Approvata quasi all’unanimità, ieri sera, in Consiglio comunale la mozione a firma di Ferdinando Messina, insieme agli esponenti di centro-destra, mirata all’utilizzo della tassa di soggiorno sui solarium, che comporterà una variazione di bilancio. Questo potrebbe voler dire che con tempi celeri si procederà dunque, come ogni estate, alla installazione dei quattro noti solarium pubblici.

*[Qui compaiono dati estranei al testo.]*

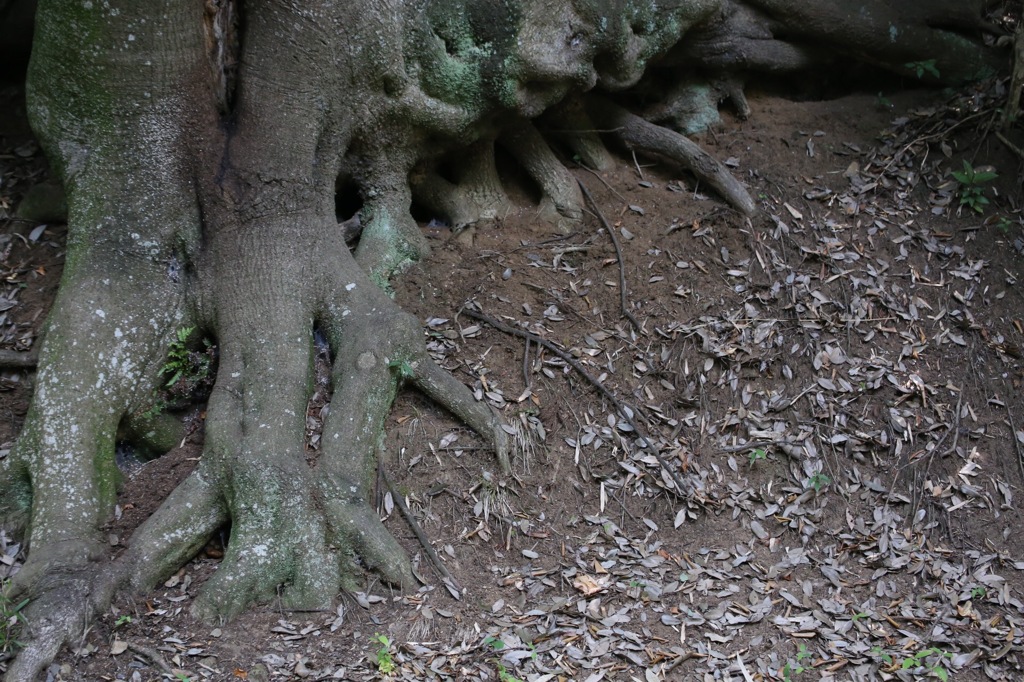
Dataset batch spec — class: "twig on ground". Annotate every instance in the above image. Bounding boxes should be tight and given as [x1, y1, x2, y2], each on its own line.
[999, 22, 1024, 130]
[1004, 395, 1024, 480]
[0, 350, 39, 369]
[995, 130, 1024, 159]
[126, 642, 177, 679]
[577, 178, 643, 332]
[380, 467, 462, 592]
[462, 308, 707, 504]
[522, 339, 534, 391]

“Un consiglio – ha detto Michele Buonomo- che mi sono permesso di lanciare all’Amministrazione è quello di elaborare per il prossimo futuro, già per tempo e senza più correre il rischio di trovarci a stagione inoltrata, progetti mirati a bandi di gara pubblici per la creazione di mini aree ristoro in prossimità degli stessi solarium pubblici: sempre di libera fruizione. Ai privati aggiudicatari dovrebbero spettare costi di realizzazione che non graverebbero più sulle casse comunali”.
Inoltre, Bonomo ha avanzato richiesta all’Amministrazione di intervenire con estrema urgenza sul tratto di Forte Vigliena impedito nei giorni scorsi all’accesso per motivi di sicurezza. “Il cedimento di una parte di ringhiera – queste le parole di Buonomo- ha giustamente indotto la Giunta Comunale a far delimitare il punto della scalinata. Un fatto però, questo, che va affrontato con estrema risolutezza. Siamo appena all’inizio della stagione turistica. Impedire la splendida vista del mare ai visitatori di Ortigia e ai siracusani sarebbe un vero sacrilegio. Ho chiesto pertanto al sindaco di poter intervenire con urgenza anche attingendo dal suo fondo di riserva”.

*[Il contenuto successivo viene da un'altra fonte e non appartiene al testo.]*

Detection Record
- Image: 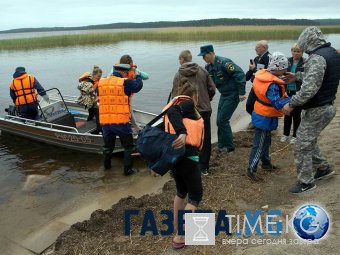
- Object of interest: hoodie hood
[255,69,284,85]
[13,71,28,80]
[178,62,199,77]
[297,27,326,54]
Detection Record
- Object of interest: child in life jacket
[163,81,204,249]
[247,52,290,182]
[119,55,149,131]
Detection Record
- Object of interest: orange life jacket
[10,73,37,106]
[79,72,92,82]
[127,64,137,80]
[98,76,131,125]
[163,96,204,150]
[253,69,285,117]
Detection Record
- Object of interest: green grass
[0,26,340,50]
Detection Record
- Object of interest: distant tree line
[0,18,340,33]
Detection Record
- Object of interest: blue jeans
[248,128,272,173]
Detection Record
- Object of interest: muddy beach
[48,97,340,255]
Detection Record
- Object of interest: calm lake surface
[0,32,340,253]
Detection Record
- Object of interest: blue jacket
[9,72,46,112]
[251,83,290,131]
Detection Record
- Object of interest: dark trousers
[199,111,211,169]
[103,126,134,172]
[283,107,302,137]
[248,128,272,173]
[216,92,240,149]
[173,156,203,206]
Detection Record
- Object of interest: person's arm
[202,69,216,101]
[34,78,46,97]
[266,83,290,110]
[124,75,143,96]
[246,88,257,115]
[226,62,246,96]
[246,69,254,81]
[171,72,180,98]
[289,54,327,108]
[136,68,150,80]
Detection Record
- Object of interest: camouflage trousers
[294,105,336,184]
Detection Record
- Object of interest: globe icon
[293,205,329,240]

Ieri, durante la discussione sul punto riguardante il nuovo “Regolamento per l’alienazione del patrimonio immobiliare del Comune” è infatti mancato il numero legale. E’ stato il proponente, Laura Spataro, ad introdurre il provvedimento che disciplina la vendita dei beni immobili facenti parte del patrimonio disponibile ed indisponibile dell’Ente, nonché dei beni sdemanializzati e dei diritti reali costituiti sugli stessi. “Ad oggi- ha detto tra l’altro Spataro- il Comune non è dotato di questo strumento che, improntato a criteri di trasparenza e pubblicità, rende altresì più snelle le procedure di alienazione garantendo le scelte più convenienti per l’Amministrazione”. Rispetto al testo originario, il Piano è giunto in aula con emendamenti migliorativi della I Commissione consiliare “Che- ha sottolineato il vice presidente Andrea Buccheri- mettono in evidenza i criteri di trasparenza, pubblicità ed accelerazione dell’iter procedurale, richiamando il rispetto del Codice dei beni culturali e del paesaggio”.
Si torna in Aula oggi alle 18.30.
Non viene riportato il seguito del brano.